Assertions are intentionally loose (band ranges, not exact scores) — the goal is verifying the methodology rank-orders correctly, not that the LLM produces specific numbers.

Latest run: all 6 E2E rank assertions passed in 2:11 across 5 synthetic CVs (~20 LLM calls total). Plus 71 unit tests for the deterministic math (interval union, anchored interpolation, percentile↔salary inverse, +30% branching, etc.) running in < 1 second without an API key.

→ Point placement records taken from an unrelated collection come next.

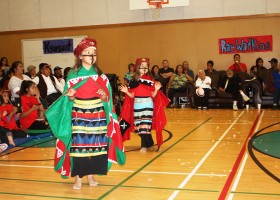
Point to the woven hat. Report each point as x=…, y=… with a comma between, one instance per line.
x=200, y=92
x=140, y=60
x=85, y=43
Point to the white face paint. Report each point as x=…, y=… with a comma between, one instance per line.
x=88, y=56
x=143, y=68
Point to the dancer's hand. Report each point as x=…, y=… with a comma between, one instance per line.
x=71, y=92
x=157, y=85
x=123, y=89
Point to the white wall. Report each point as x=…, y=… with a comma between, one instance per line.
x=40, y=14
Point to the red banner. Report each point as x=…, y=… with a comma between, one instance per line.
x=245, y=44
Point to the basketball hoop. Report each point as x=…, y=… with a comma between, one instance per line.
x=155, y=6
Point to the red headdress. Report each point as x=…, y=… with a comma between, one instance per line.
x=85, y=43
x=140, y=60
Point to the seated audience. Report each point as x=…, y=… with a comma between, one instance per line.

Pure-function unit tests run without an API key

$ uv run pytest tests/ --ignore=tests/test_e2e_synthetic.py -q
71 passed, 1 skipped in 0.75s

$ uv run pytest tests/ --html=docs/reports/test-report.html \
    --cov=src/job_fit --cov-report=html:docs/reports/coverage --cov-report=term
TOTAL coverage: 86%

Data sources

CountrySourceFormatRefreshStatus
CZ MPSV ISPV open data (ispv-zamestnani.json) JSONsemi-annual implemented
EU Eurostat SES 2022 (earn_ses_main) via eurostat PyPI package APIquadrennial designed (stretch)
US BLS OEWS + official SOC↔ISCO crosswalk XLS/CSVannual designed (stretch)
UK ONS SOC 2020 earnings + CASCOT mapping CSVannual designed (stretch)
else Eurostat fallback + explicit "low confidence" label designed (stretch)

What ISPV gives us

440 rows after fetch, period "rok 2025". Per CZ-ISCO occupation × wage/pay sphere (MZDOVA = private sector, PLATOVA = public sector), with fields: medianMzda, diferenciaceD1M, diferenciaceQ1M, diferenciaceQ3M, diferenciaceD9M, mzdaPrumer, pocetZamestnancuMzda, obdobi, czIsco.

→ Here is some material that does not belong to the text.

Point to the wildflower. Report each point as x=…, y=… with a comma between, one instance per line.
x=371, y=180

Caveat: the public dataset is CZ-ISCO × sphere only — it is not a full region × education × age cube. Region/education/age salary adjustments are designed but not in v1. This is stated explicitly in the README's "Limitations" section.

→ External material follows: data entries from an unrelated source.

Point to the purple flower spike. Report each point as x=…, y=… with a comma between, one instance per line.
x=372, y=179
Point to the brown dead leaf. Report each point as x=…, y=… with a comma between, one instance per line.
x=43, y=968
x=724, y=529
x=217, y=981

What the local ESCO index gives us

A hand-curated CSV of 28 ISCO-08 occupation codes covering all major groups (managers, professionals, technicians, clerical, services, agricultural, trades, drivers). Each row has EN+CZ labels and bilingual keywords for keyword-overlap retrieval. The classify step uses this for top-k retrieval before passing to Claude. Stretch task 29 would extend this to the full ESCO occupation→skill mapping via the ESCO API.

Limitations & honest disclosures

What this is, what this isn't.

This is an interview-grade prototype, not a production compensation engine. The methodology is designed to be auditable and honest about its uncertainty (confidence labels, range widening, rollup on low confidence) rather than to be the most precise estimate. A reviewer should be able to follow the math and disagree productively with specific weights — the architecture is correct.